The Bureau cited more than 50 such designations and listed three major concerns: “The names and acronyms of senior designations confuse consumers; there is a wide variety of required training, qualifying exams and oversight associated with different designations; and there is a lack of comprehensive supervision and enforcement.” It’s hard to take issue with any of these specific complaints. Yet it’s a list that raises way more questions than it answers.
For the moment, let’s set aside the question of why, out of all the challenges facing financial consumers today, the Bureau decided to focus on this one. Seniors certainly are a huge and growing demographic, and I think we can all agree, are all too easily—and often—taken advantage of. So let’s let that pass.
It does seem fair to wonder whether the admittedly confusing keypad of “senior advisor” designations is really the most pressing challenge that senior investors face. Not the ridiculously high fees charged by many 401(k)s, IRAs and annuities? Nor the myriad of “nontraditional” investment products with questionable financial potential, inordinate risk and even higher loads? Or the onslaught of downright investment frauds that perennially prey on the elderly? A more skeptical mind might conclude that the CFPB’s assault on “senior designations” amounts to nothing more than punting on these more politically risky issues.
Finally, there’s the Bureau’s focus on these three specific issues; are confusion, lack of training and adequate supervision really the problem with the financial advice that seniors get?
For that matter, don’t these three issues also plague most retail investors who seek financial advice today? Why has the CFPB chosen to separate out seniors from the rest of the herd?
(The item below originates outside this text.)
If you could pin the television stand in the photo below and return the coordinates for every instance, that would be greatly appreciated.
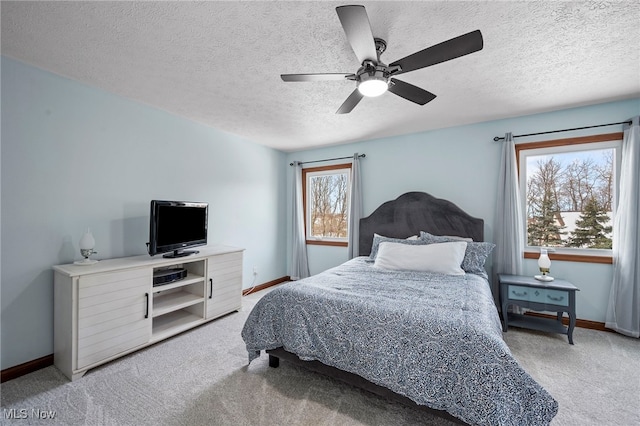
(110, 309)
(180, 253)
We get some insight into this conundrum when we look at the three remedies that the Bureau’s Report offers for the plight of seniors seeking investment advice: “Implement rigorous training standards; set strict standards; and increase supervision and enforcement. Again, hard to argue with, as far as they go. But the bureaucratic bug in this ointment lies in the description of those “strict’ standards: “Such standards could include prohibiting senior designees from characterizing sales events as educational seminars, and selling financial products and services at events that are advertised or described as educational or informational events.”
That’s right: while the entire financial services industry and its regulators are embroiled in the debate over how to expand a fiduciary standard to cover all financial consumers, the CFPB is worried about misleading seminars for seniors! This isn’t a case of punting; rather, it’s not showing up for the game. Apparently, the idea that requiring advisors to the elderly to first and foremost put the interests of their clients first didn’t occur to the Bureau. What could be a more important protection for those most vulnerable of investors? Kind of makes you wonder what the “P” in CFPB really stands for, doesn’t it?